Sam Chang: Ready. Yeah.
John Sfakianos: That are ready to eventually...
Sam Chang: Exactly. Yeah.
John Sfakianos: And that's why the maintenance therapy in a lot of these trials is important, but for how long are you going to treat these patients? And so I think select patients, I think it's great. My concern now as we're moving to the EV pembrolizumab world, we're probably shifting one set of adverse reactions for another. And while I think the cystectomy adverse events are mostly not long-term and we can know how to manage and get patients through them, now we're getting to a little bit more of a permanent...
Sam Chang: Neuropathy.
John Sfakianos: Neuropathy and rashes and other things. And so we're giving better therapies to try to spare bladder, but they're not necessarily better for the patient. And so that balance, I think, needs to be identified, which is not where we are yet.
Sam Chang: Yeah. I think that's the key point that you raised is balance. And I understand that a big anti-cystectomy sentiment raised by patients, by oncologists, by understanding the... And we're as responsible as anyone at Vanderbilt reporting on all the complications we have, et cetera. And all true. But I think your point regarding many of the complications or issues we can overcome, we can improve. We've got quality of life data that shows in many of our patients conduit, neobladder, whatever type of diversion that actually quality of life can stabilize, can even improve compared to what they have. And you trade that to possibly permanent neuropathy, issues with skin, all these types of things. We're going to have to figure that out. What trade-offs we accept, what we don't. Where we need to interact. And I don't think cystectomy is gone forever at this point.

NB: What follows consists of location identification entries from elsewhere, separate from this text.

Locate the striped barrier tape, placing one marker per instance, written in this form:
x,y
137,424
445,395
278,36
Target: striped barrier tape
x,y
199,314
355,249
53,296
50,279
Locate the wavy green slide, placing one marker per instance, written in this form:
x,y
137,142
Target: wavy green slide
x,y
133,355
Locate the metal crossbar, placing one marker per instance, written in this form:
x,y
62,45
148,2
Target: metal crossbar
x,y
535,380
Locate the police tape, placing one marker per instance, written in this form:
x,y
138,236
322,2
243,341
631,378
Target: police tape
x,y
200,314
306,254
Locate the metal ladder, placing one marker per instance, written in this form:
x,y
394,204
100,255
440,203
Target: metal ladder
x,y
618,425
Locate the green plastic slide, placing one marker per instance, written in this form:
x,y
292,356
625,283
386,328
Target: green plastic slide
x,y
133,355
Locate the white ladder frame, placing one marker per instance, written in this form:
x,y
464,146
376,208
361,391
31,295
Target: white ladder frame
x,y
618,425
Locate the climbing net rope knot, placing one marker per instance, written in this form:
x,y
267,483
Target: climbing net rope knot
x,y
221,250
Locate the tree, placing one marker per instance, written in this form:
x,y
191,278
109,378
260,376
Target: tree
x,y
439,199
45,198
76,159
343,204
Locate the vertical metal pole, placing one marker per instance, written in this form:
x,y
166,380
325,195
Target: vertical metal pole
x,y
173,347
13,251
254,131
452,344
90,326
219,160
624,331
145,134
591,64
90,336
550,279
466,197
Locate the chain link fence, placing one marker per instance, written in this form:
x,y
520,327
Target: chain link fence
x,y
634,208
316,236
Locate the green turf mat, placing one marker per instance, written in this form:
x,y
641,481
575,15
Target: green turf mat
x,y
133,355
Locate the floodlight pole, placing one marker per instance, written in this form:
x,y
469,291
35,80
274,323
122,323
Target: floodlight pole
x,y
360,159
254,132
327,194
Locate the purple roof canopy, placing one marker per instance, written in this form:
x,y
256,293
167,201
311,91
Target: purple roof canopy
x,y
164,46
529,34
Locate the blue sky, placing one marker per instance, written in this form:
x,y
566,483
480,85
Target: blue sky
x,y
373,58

John Sfakianos: No. We're still going to have a lot of patients that are going to require cystectomies. Like I said, I do worry that we're shifting now where we're going to make the cystectomy complications worse because these are going to be these advanced bladders that come back with this fibrosis and all this other challenging inflammation for the actual operation. And we do see some of that.
Sam Chang: Oh, for sure.
John Sfakianos: And so that is a little bit of a concern, but we won't know. My biggest concern with these trials, and I agree with you, cystectomy is not ideal for every patient, of course. It does carry risks. But like you said, quality of life data from multiple institutions, even the CISTO trial shows us long-term that within six months to 12 months, the patients go back to baseline and continue functioning really well. The majority of the patients.

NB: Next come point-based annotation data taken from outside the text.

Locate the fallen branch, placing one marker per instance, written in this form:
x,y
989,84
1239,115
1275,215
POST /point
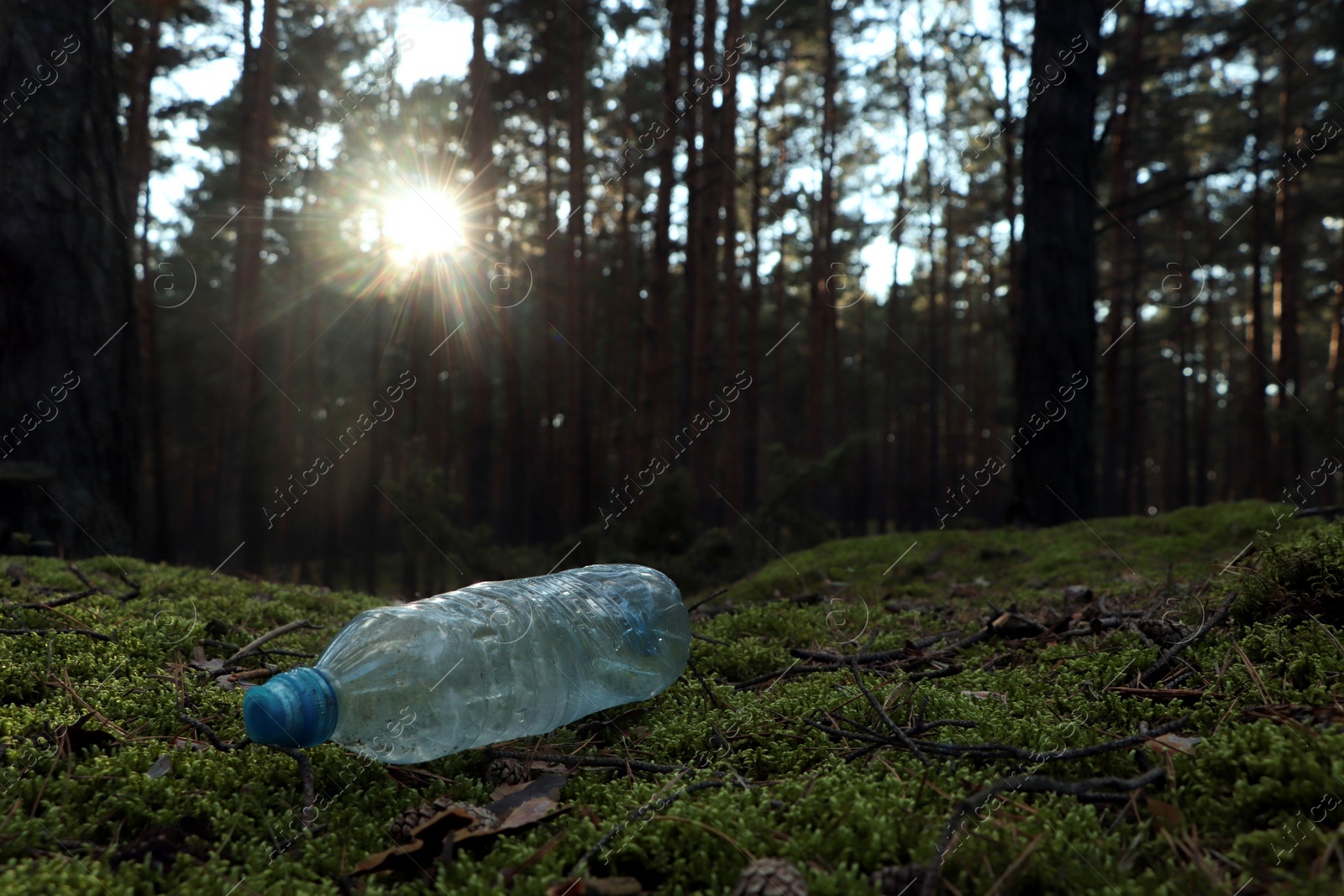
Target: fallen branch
x,y
210,734
84,631
1007,752
1331,511
882,714
306,778
596,762
1028,783
269,636
1155,672
58,602
636,815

And so why is cystectomy so bad? I don't know when that happened or why it happened. And my other concern was really that we're doing these bladder-sparing trials with what preliminary data. We've never shown that pathologic complete response is a surrogate for survival. So why are we doing this now without really truly...

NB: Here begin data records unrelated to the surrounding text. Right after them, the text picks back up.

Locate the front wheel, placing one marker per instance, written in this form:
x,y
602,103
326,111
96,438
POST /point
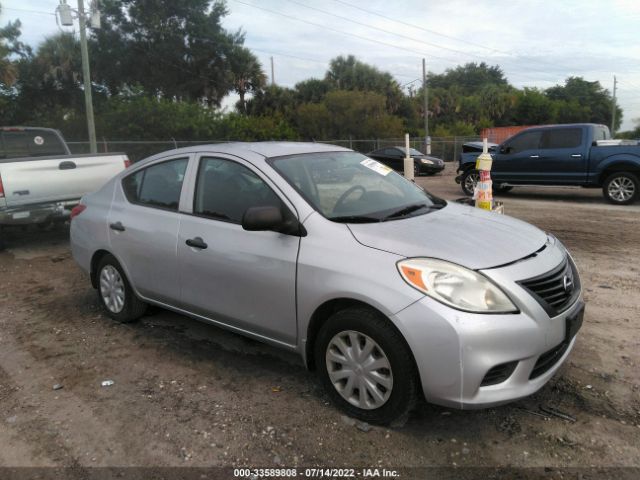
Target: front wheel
x,y
366,366
115,292
469,180
621,188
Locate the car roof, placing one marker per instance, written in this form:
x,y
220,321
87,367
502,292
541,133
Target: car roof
x,y
264,149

Sam Chang: Having evidentiary support that...
John Sfakianos: And is two years enough? Probably not. What happens five years?
Sam Chang: With the bladder intact. Exactly, right. So I think that as we look at non-surgical interventions for non-muscle-invasive bladder cancer, I think we've done a very good job in terms of monitoring, understanding, and we're going to have more and more options. As we look at invasive disease, I think the jury is still out and there is... I think there will be patients that we will not remove their bladders for different reasons. Understood. But there are going to be those that we continue for many reasons that we'll need to actually proceed with cystectomy. And then teasing out which of the populations really fits in which bucket I think will be something that we'll continue to need to study and that's why we need surgeon scientists just like yourself. So John, thanks so much and look forward to catching up with you again soon.
John Sfakianos: Awesome. Thank you, Sam. That was great.